Michèle Fitoussi: Non pas urgence...Mais un fort intérêt pour un personnage que j’ai découvert par hasard, en lisant un ouvrage qui lui était consacré. Ecrire une biographie vous rend modeste : que sait-on vraiment sur ceux qu’on choisit de raconter ? Il reste toujours des zones d’ombre et c’est tant mieux. Celles d’Helena Rubinstein sont importantes, elle avait choisi de mentir. C’était amusant de découvrir une partie de ce qu’elle cachait, par recoupements historiques, témoignages lectures, intuition.
AE: Un ouvrage à ce point documenté - et intéressant car vous rendez l'époque, en même temps que le portrait de "Madame" - cela demande un travail considérable:
Michèle Fitoussi: Deux ans de travail, un an d’écriture. J’aurais pu travailler plus encore, on est toujours frustré de rendre sa copie. Mais c’était passionnant. J’ai appris beaucoup de choses sur les époques et les pays qu’elle traverse, sur l’entreprenariat de la beauté, sur l’émancipation féminine, un sujet que pourtant je connais bien. J’ai lu beaucoup aussi, quelques bios qui lui ont été consacrées, des livres sur des sujets précis (Lehman’s Brothers ou Montparnasse des années folles, voyages en paquebots ou antisémitisme aux Etats Unis ) et traqué la presse et les documents d’époque sur Internet.
AE: Si vous deviez présenter l'ouvrage à Helena Rubinstein, quelle serait, pensez-vous, sa réaction?
Michèle Fitoussi: « Pourvu que vous parliez d’elle c’est tout ce qui compte » m’avait dit sa petite cousine Litka Fasse quand je l’ai interviewée sur son illustre parente. Helena Rubinstein dirait sans doute qu’il y a beaucoup de manques et sans doute pas mal d’erreurs et elle aurait raison !

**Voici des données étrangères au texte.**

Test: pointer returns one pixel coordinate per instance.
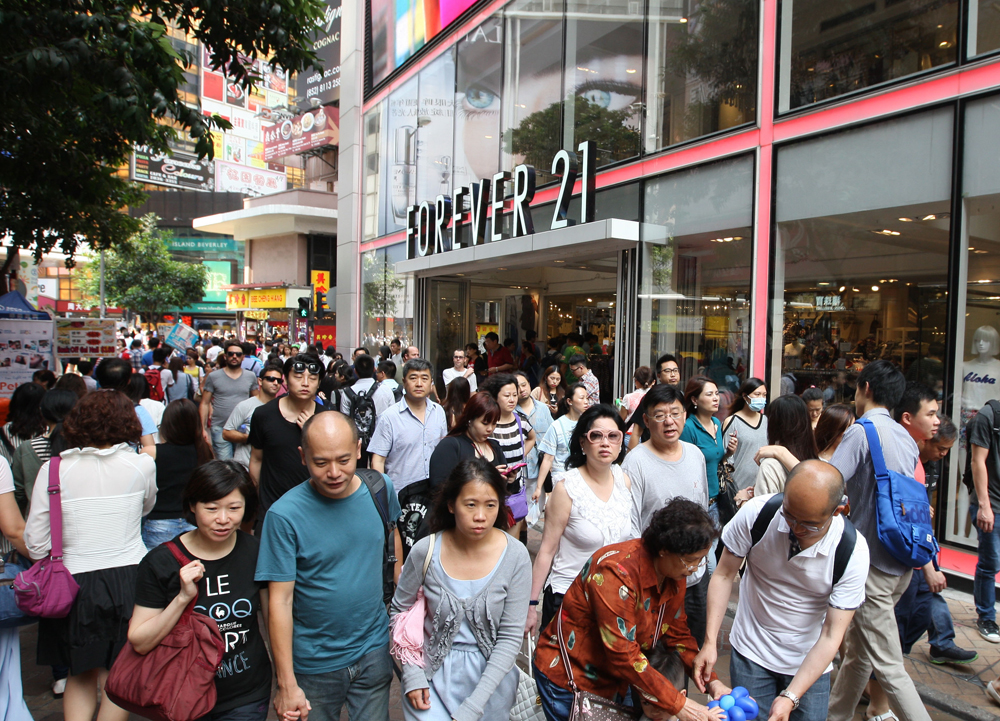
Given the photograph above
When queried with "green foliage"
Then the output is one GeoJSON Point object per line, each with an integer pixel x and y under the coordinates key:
{"type": "Point", "coordinates": [140, 275]}
{"type": "Point", "coordinates": [85, 81]}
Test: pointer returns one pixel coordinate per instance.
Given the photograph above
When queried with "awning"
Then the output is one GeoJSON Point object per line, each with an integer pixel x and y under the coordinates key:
{"type": "Point", "coordinates": [577, 242]}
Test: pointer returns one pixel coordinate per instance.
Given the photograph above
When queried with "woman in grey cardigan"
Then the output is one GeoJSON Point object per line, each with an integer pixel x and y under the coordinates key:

AE: La genèse des crèmes, le sérieux avec lequel Helena Rubinstein effectue ses recherches, s'entourant des meilleurs spécialistes de l'époque dote la marque d'un aura positif: on a envie d'acheter les produits... L'avez-vous réalisé en rédigeant cet opus?
Michèle Fitoussi: Pour tout vous dire, j’ai d’abord pensé au personnage : sa vie me fascinait… Je ne connaissais pas les produits mais la marque qui m’a généreusement ouvert ses archives sur Helena Rubinstein m’en a fait essayer quelques uns. Ce qui est dommage c’est qu’au moment où le livre sort, la marque ne va plus être distribuée en France que sur Internet. En même temps, j’ai pu découvrir, qu’en France et en Belgique, les gens qui travaillent pour Rubinstein sont très attachés au personnage et aux produits et ont à coeur de les défendre. C’est un lien très affectif… Tous et toutes la connaissent par coeur et ont toujours envie d’apprendre sur elle. Au cours d’une rencontre signature à Bruxelles, à la librairie Filigranes, une partie du staff est venue m’écouter : ce sont des passionnées.